Sekilas berpikir demikian, dan tanpa berpikir panjang aku ucapkan semua isi kepalaku, dan tentu saja aku tidak berharap hal yang aku ucapkan terjadi.
"Bbagaimana kamu tahu?"
"Eh, benarkah?"
Terdengar suara gaduh dari luar, sekelompok pria memaksa masuk dan seperti yang aku ucapkan mereka benar-benar mencariku. Dan dari sini aku belajar dan yakin bahwa ucapan adalah doa.
"Yo Yohan! Lama tidak bertemu" Sapa sesosok pria yang aku kenal.
"Yaga? Apa yang kalian lakukan?" Tanyaku cemas.
Aku berpikir keras dan berusaha mengingat hal atau kesalahan yang aku lakukan sehingga mereka datang menemuiku. Tanpa sadar seisi kelas dipenuhi kelompok Yaga. Terbesit dipikiranku kalau mereka adalah kelompok Headless God.
"Bisa kau ikut dengan kami?"Ajak Yaga, dengan halus.
Dari nada dan cara dia menatapku tak sedikitpun aku rasakan intimidasi, jadi aku ikuti perkataanya karena tak mau mendapatkan masalah yang merepotkan atau dengan ini aku bisa menemukan sedikit petunjuk menganai Headless God.
Aku dibawa ke belakang sekolah, tempat ini mengingatkanku tentang kejadian yang menimpa Dion.
"Dari tatapanmu aku tau pikiranmu dipenuhi banyak pertanyaan bukan, Yohan?" Ucap Yaga memulai percakapan.
Aku cukup curiga kepada kelompok Yaga, mengenai insiden yang menimpa Dion dan serangkaian hal yang secara tak langsung mengarah ke Headless God.
"Apakah aku melakukan suatu hal yang mengganggu kalian?Para anggota Headless God?"
"Ahahaha … dia pikir kita Headless God"
Mereka tertawa tak henti-henti, kurasa mereka serius menertawakan ucapanku.
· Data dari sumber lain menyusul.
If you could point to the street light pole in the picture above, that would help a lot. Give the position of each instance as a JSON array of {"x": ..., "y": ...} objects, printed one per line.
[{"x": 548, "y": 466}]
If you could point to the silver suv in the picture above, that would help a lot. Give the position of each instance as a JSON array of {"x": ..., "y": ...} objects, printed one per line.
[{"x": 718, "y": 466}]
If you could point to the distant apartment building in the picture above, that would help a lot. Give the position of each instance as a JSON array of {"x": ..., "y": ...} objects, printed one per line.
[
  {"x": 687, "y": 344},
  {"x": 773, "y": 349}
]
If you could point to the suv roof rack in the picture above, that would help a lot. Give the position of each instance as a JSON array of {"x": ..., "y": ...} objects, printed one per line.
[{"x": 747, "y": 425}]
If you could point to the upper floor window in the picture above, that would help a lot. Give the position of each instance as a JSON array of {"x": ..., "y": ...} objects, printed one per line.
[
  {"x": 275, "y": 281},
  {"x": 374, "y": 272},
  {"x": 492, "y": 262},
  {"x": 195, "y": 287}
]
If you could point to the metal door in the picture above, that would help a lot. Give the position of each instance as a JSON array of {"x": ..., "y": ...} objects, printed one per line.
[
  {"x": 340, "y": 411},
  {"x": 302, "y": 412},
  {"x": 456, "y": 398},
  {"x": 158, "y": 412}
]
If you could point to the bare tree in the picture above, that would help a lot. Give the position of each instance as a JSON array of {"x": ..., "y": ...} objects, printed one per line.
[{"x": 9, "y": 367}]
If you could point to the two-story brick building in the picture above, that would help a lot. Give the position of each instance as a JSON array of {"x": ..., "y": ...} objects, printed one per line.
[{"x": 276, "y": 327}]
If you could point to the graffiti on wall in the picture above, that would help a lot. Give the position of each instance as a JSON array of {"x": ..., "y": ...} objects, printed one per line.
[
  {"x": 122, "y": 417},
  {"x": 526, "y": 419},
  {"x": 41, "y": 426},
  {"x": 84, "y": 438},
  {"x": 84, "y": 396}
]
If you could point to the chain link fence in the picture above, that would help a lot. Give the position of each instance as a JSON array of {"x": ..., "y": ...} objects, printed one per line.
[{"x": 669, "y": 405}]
Mulai sekarang apapun yang akan terjadi, aku akan siap untuk menghadapinya.
"Sepertinya, kau salah paham Yohan. Kami disini tidak untuk menangkapmu atau apapun itu, melainkan ingin merekrutmu"
Aku hanya terdiam mencoba mencerna perkataan Yaga mengenai kata-kata"merekrut" jadi benar bahwa mereka kelompok Headless God, lalu kenapa mereka merekrutku bukan untuk menangkapku.
"Kalian bercanda?" Balasku sinis.
"Oh! Bukan bergabung dengan Headless God, kami berbeda dengan kelompok berandalan sadis itu. Bergabunglah dengan kami, kelompok Raven".
"Eh? Raven?"
Kehidupanku yang damai telah berakhir, dari sinilah kehidupan dan sensasi yang berbeda dimulai.